Wed Nov 20 14:38:46 CET 2013

On 20.11.13 02:28, Jim J. Jewett wrote:

> [...]
> Instead of relying on introspection of .decodes_to and .encodes_to, it
> would be useful to have charsetcodecs and tranformcodecs as entirely
> different modules, with their own separate registries.  I will even
> note that the existing help(codecs) seems more appropriate for
> charsetcodecs than it does for the current conjoined module.

I don't understand how a registry of transformation functions would 
simplify code. Without the transform() method I would write:

    >>> import binascii
    >>> binascii.hexlify(b'foo')
    b'666f6f'

With the transform() method I should be able to write:

    >>> b'foo'.transform("hex")

However how does the hex transformer get registered in the registry? If 
the hex transformer is not part of the stdlib, there must be some code 
that does the registration, but to get that code to execute, I'd have to 
import a module, so we're back to square one, as I'd have to write:

    >>> import hex_transformer
    >>> b'foo'.transform("hex")

A way around this would be some kind of import magic, but is this really 
neccessary to be able to avoid one import statement?

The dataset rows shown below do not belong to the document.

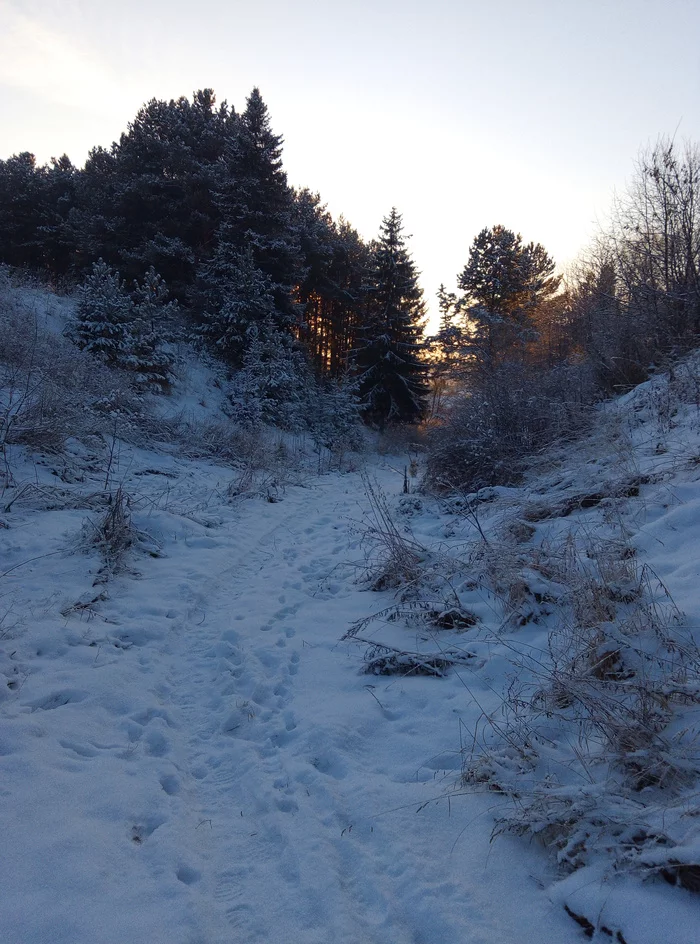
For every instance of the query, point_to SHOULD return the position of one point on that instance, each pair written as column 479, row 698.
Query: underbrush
column 592, row 744
column 502, row 418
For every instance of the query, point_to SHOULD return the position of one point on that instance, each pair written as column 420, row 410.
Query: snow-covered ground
column 191, row 754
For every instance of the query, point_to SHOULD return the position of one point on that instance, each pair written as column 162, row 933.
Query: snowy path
column 211, row 767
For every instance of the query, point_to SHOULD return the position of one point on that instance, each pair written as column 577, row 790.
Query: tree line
column 194, row 197
column 525, row 353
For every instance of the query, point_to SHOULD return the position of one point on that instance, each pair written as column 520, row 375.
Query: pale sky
column 461, row 114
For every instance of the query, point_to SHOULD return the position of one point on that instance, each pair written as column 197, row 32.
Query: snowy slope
column 195, row 757
column 191, row 753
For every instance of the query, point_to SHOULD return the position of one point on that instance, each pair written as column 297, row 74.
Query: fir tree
column 242, row 303
column 391, row 375
column 503, row 283
column 256, row 206
column 152, row 324
column 104, row 316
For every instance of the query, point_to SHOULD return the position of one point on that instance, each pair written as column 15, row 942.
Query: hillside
column 249, row 699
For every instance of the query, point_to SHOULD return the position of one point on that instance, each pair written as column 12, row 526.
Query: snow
column 190, row 752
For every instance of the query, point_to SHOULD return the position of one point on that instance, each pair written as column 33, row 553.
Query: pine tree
column 104, row 316
column 153, row 315
column 241, row 302
column 503, row 283
column 273, row 382
column 256, row 206
column 391, row 375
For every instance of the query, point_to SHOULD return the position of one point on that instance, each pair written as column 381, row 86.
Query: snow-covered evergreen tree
column 391, row 375
column 151, row 327
column 104, row 316
column 273, row 384
column 242, row 301
column 503, row 283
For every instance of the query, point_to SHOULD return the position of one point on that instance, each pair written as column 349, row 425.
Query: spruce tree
column 241, row 302
column 391, row 375
column 503, row 283
column 153, row 315
column 104, row 316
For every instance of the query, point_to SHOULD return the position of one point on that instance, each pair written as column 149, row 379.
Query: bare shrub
column 114, row 535
column 394, row 558
column 504, row 416
column 593, row 745
column 50, row 392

Furthermore different transformation functions might have different 
additional options. Supporting those is simple when we have simple 
transformation functions: The functions has arguments, and those are 
documented where the function is documented. If we want to support 
custom options for the .transform() method, transform() would have to 
pass along *args, **kwargs to the underlying transformer. However this 
is difficult to document in a way that makes it easy to find which 
options exist for a particular transformer.

Servus,
    Walter